Need me, open your mouth, and I will be there, he’d said. I’d never have believed I’d be using it less than twenty-four hours later, but there was something I had to do tonight, and I needed backup. Serious backup. I needed something that would rock Rowena’s world, and Barrons just didn’t fit the bill the way a Seelie prince did.
I tried to decide what might constitute needing him, in a way that would release whatever was piercing my tongue. Merely thinking about him? Couldn’t be that. I’d been half thinking about him all day. He’d been simmering on the back burner of my mind’s stove ever since he’d put his pot there, as he’d known he would. Maybe, in time, I’d grow inured to the intruder. I doubted it.

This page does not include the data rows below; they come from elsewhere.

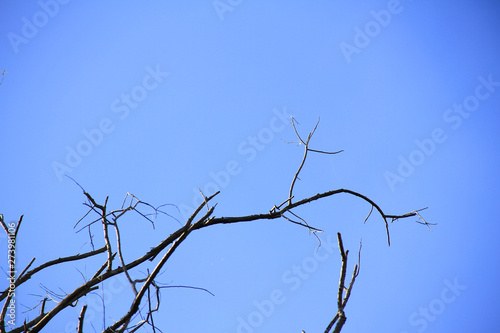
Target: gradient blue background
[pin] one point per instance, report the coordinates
(227, 73)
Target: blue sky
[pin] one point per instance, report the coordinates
(160, 99)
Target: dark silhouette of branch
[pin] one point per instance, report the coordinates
(148, 288)
(339, 319)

“V’lane, I need you,” I told the night, and darned if the thing in my mouth didn’t move.
I gagged. The thing uncoiled and slammed against the back of my teeth. I spit it out convulsively. Something soft and dark exploded from my mouth, hit the air, and was gone.
“Sidhe-seer.”
I spun. V’lane was behind me. I opened my mouth and shut it again, pining for the good old days of cell phones. Perhaps, as experts warned, radiation really would fry my brain after decades of repeated use, but I was feeling fried already from using Fae methods of communication a single time.

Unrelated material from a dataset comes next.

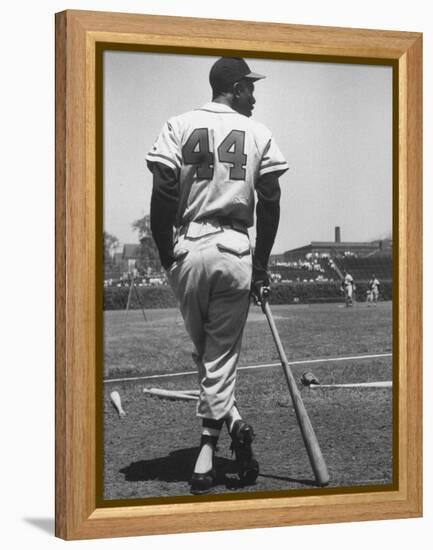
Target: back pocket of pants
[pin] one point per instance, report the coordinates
(239, 252)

I didn’t bother reaching for my spear. Its cold weight in my shoulder holster was gone. He’d somehow lifted it from me the moment he’d appeared. If I’d known how quickly he would show up, I’d have held on to it, to see if that stopped him. I made a mental note to try it next time.
“Fae,” I returned the salutation, if it could be called that, dryly. How had I ended up in a world with such strange methods of address? Of all the men I’d met in Dublin, only Christian called me Mac. “Give me my spear back.” I knew he wouldn’t but it didn’t stop me from asking.

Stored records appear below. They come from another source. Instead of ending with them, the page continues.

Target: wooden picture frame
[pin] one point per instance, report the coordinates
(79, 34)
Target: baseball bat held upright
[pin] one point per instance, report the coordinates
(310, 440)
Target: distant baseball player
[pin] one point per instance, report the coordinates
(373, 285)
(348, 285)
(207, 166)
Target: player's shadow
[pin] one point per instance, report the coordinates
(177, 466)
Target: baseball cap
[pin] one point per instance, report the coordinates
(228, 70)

“I do not come to you armed with lethal human weapons.” V’lane was in full Fae mode: glittering a dozen shades of alien, his iridescent eyes dispassionate with a thousand-yard stare, dripping heart-stoppingly incredible sex. Literally.
“You are a lethal human weapon.”
His gaze said There is that, and so it should be. “Why have you called me?” He looked impatient, as if I’d interrupted him in the middle of something important.
“How badly do you want the Book for your queen?”
“If you have found it and think to hold out on me . . .”
I shook my head. “Not holding out. But everyone wants my help finding it, and I’m not sure who’s the strongest, or who will help me the most. There are things I want, too.”
“You question my power?” His eyes blazed the silver of sharp knives, and I had a sudden, strange vision—the tatters of a genetic memory?—of a Fae flaying a human’s skin from his body with a glance. If they catch you, bow your head before them, we’d taught our children, and never look into their eyes. Not because we’d been afraid they might be mesmerized—a Fae didn’t need to make eye contact to do that—but because if our children were going to die horribly, we didn’t want them to see their fate glinting in those sharp, inhuman eyes.